Sheriff Kyle Breland told the board Monday that none of his part-time officers were interested in serving as a litter enforcement officer, especially if they might be picking up garbage themselves.
Some had concerns that “if a drug user throws away a needle in the trash, they could get stuck,” Breland said. “That makes sense to me.”
He said an officer hired part-time to focus on litter control would probably have to attend a certification course, just like any other officer, if he or she was going to write tickets to offenders.
Breland said having prisoners work to clean roadsides might be of dubious value as well.
Marion County uses prisoners that way, and “they start at the Walthall County line, and they go all the way to Lamar County,” he said. “Then they start again and get just as much. And that’s just on state roads.”
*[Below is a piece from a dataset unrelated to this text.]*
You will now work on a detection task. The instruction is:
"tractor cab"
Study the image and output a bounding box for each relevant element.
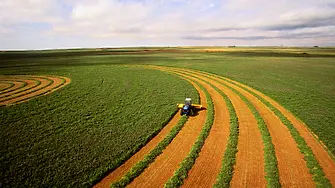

Chancery Clerk Shannon Fortinberry said she believes an anti-littering campaign involving schoolchildren working on projects and educational items in the local newspaper would have an impact.
“Doing nothing is not an option,” she said.
Board President Larry Montgomery said that might not help, either, based on a constituent he encountered picking up some trash along the road.
The man said the county should put up “No Littering” signs, and Montgomery said, “Like that?” pointing out such signs that he said hang on the post below every stop sign in District 1.
“He said he’d never seen that,” Montgomery said.
Supervisors Ken Craft and Lloyd Bullock said residents and church members near Oak Grove and Brandon Bay churches had gathered many bags of trash from along the nearby roads in the past month, with Bullock saying Oak Grove people had collected more than 60 bags one weekend, only to have many bags more just a week or two afterward.
After the Brandon Bay cleanup, “you can ride out there now, and you wouldn’t even know (they did) it,” Craft said.
Breland said he would look into the possibility of hiring someone to be a litter enforcement officer, and Fortinberry said that might be a small deterrent, at least.
“There’s got to be someone out there who will do that job because they love this county,” she said.